SERANG BANTEN, katamedia.co.id – Komitmen menjadikan Banten sebagai salah satu lumbung pangan nasional terus diperkuat melalui kolaborasi antara Pemerintah Provinsi Banten dan berbagai pihak. Salah satunya ditunjukkan dalam pertemuan Gubernur Banten Andra Soni dengan Ketua Yayasan Bhakti Bela Negara Seno Adjie beserta jajaran di Gedung Negara Provinsi Banten, Kota Serang, Senin (22/6/2026).
Dalam pertemuan tersebut, dibahas berbagai langkah strategis untuk memperkuat ketahanan pangan nasional melalui pengembangan sektor pertanian, termasuk budidaya padi unggul varietas PS-08 yang saat ini mulai dikembangkan di sejumlah wilayah di Banten.
Gubernur Andra Soni menyampaikan optimisme terhadap perkembangan sektor pertanian di Banten yang terus menunjukkan tren positif. Hal itu terlihat dari meningkatnya Nilai Tukar Petani (NTP) yang menjadi indikator kesejahteraan petani.

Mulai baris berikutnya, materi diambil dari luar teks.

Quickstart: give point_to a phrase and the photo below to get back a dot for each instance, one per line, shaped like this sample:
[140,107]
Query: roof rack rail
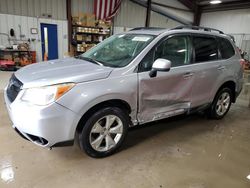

“NTP kita terus tumbuh, NTP Banten Mei 2026 sebesar 110,57 atau naik 0,58 persen dibandingkan April 2026. Kemudian juga pertumbuhan sektor pertanian itu tumbuh positif, saya berharap mudah-mudahan ini terus konsisten,” ungkap Andra Soni.
Menurutnya, peningkatan NTP menjadi sinyal positif bagi kesejahteraan petani dan harus terus dijaga melalui kerja sama berbagai pihak dalam mengembangkan sektor pertanian yang produktif dan berkelanjutan.
Sementara itu, Ketua Yayasan Bhakti Bela Negara Seno Adjie menegaskan komitmennya untuk mendukung Banten menjadi pusat lumbung pangan nasional. Saat ini pihaknya telah memulai pembukaan lahan pertanian dengan menggunakan bibit padi unggul PS-08.
“Saya laporkan kepada Gubernur, mohon dukungannya untuk menjadikan Banten sebagai provinsi pusat lumbung pangan nasional karena kami sudah mulai membuka lahan di Banten dengan bibit padi unggul PS-08,” ujarnya.
Menurut Seno, pengembangan varietas padi tersebut telah menunjukkan hasil yang menggembirakan. Pada Februari 2026, pihaknya berhasil melakukan panen di lahan seluas 753 hektare. Selanjutnya, pada Agustus mendatang akan dilakukan panen di lahan seluas 1.500 hektare.
Lebih lanjut, Yayasan Bhakti Bela Negara menargetkan pengembangan lahan pertanian hingga sekitar 50.000 hektare dalam tiga tahun ke depan dengan melibatkan petani-petani di Banten. Upaya tersebut juga akan diperkuat melalui pembangunan pusat penggilingan padi sebagai bagian dari hilirisasi sektor pertanian.
“Kedua, saya mau investasi membangun pusat penggilingan padi di Banten, supaya petani-petani di Banten kalau mau menggiling padinya tidak harus keluar dari Banten,” katanya.
Plt Kepala Dinas Pertanian Provinsi Banten M Nasir mengatakan, pengembangan padi varietas PS-08 di Banten menunjukkan prospek yang sangat baik. Saat ini tanaman tersebut telah memasuki musim tanam ketiga dan dijadwalkan panen pada Agustus mendatang di wilayah Pandeglang.
“Ini sudah tanam ketiga. Di Pandeglang sebentar lagi, Agustus nanti akan panen, diharapkan nanti presiden bisa hadir,” ujarnya.
Selain di Pandeglang, beberapa pekan lalu penanaman padi PS-08 juga telah dilakukan di Rangkasbitung, Kabupaten Lebak. Kegiatan tersebut dihadiri sejumlah kepala daerah sebagai bagian dari perluasan pengembangan komoditas unggulan tersebut.
Nasir menambahkan, varietas padi PS-08 memiliki sejumlah keunggulan yang mendukung upaya peningkatan produksi pangan. Selain mampu menghasilkan produktivitas hingga mendekati 10 ton per hektare, padi tersebut juga tahan terhadap serangan hama dan dikembangkan dengan pendekatan pertanian berbasis organik.
“Yang kita lihat memang di sisi produktivitasnya bagus, hampir sampai 10 ton, kemudian tahan hama. Kemudian berbasis organik yang memang mereka kembangkan,” ujarnya.
Dengan dukungan investasi di sektor pertanian, perluasan lahan tanam, serta pengembangan varietas unggul berproduktivitas tinggi, Banten diharapkan semakin siap mengambil peran sebagai salah satu lumbung pangan nasional sekaligus memperkuat ketahanan pangan Indonesia di masa mendatang.